Die Orange Box ist kein klassisches Produkt, sondern eine Lösung, die sich individuell an die Bedürfnisse der Maschinen und des Kunden anpasst. Mit weiteren mapps lässt sich der Funktionsumfang der Orange Box erweitern und anpassen. So lässt sich mit mapp Alarm ein Alarm-System einrichten, welches mit mapp Tweet bei bestimmten Alarmen den Maschinenbediener per E-Mail oder SMS informiert. Auch Industriestandards wie PackML sind in mapps verpackt und lassen sich ganz einfach in die Orange Box integrieren.

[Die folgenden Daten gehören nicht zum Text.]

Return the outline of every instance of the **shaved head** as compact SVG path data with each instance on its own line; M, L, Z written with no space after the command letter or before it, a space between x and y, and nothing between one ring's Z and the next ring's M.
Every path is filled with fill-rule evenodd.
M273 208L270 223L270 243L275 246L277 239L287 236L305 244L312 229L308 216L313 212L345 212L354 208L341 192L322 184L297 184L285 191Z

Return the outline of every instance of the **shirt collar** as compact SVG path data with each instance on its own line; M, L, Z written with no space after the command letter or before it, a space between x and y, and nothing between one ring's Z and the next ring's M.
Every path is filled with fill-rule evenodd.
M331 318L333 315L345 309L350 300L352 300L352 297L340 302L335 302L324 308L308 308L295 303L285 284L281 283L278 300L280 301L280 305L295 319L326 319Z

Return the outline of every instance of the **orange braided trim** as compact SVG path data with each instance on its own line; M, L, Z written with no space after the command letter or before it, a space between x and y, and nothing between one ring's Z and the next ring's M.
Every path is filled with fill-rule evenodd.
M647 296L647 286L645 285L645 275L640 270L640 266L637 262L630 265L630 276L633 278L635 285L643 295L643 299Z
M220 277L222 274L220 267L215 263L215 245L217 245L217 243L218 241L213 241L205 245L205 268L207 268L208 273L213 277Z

„Der Kunde sucht sich die Funktionen aus, die er braucht und muss auch nur für diese Funktionen zahlen – genau wie bei einer App auf dem Smartphone“, erklärt Blaschke. Das Software-Management der mapp-Technology-Plattform ermöglicht dem Anwender der Orange Box per LAN, WLAN oder über einen USB-Stick Updates zu machen, um neue mapp-Bausteine in seine Anwendung einzubinden oder die bestehenden zu aktualisieren.

Flexibel an Kundenbedürfnisse anpassbar

Neben der Software ist auch die Hardware der Orange Box modular und lässt sich nahezu beliebig anpassen. Im Minimalausbau wird eine 25mm breite Kompaktsteuerung eingesetzt. „In Kombination mit mapp OEE reicht das aus, um Daten zu erfassen und die OEE-Kennzahl einer Maschine zu berechnen“, erklärt Blaschke. Für weitere Funktionen – zum Beispiel, um ein Alarmmanagement oder ein Energie-Monitoring-System einzurichten – kann die Lösung mit weiteren Software-Komponenten und gegebenenfalls performanteren Steuerungen ausgebaut werden. Soll auch die Bedienoberfläche an den aktuellen Stand der Technik angepasst werden, stehen Panels mit integrierter Steuerung oder Panel PCs zur Verfügung.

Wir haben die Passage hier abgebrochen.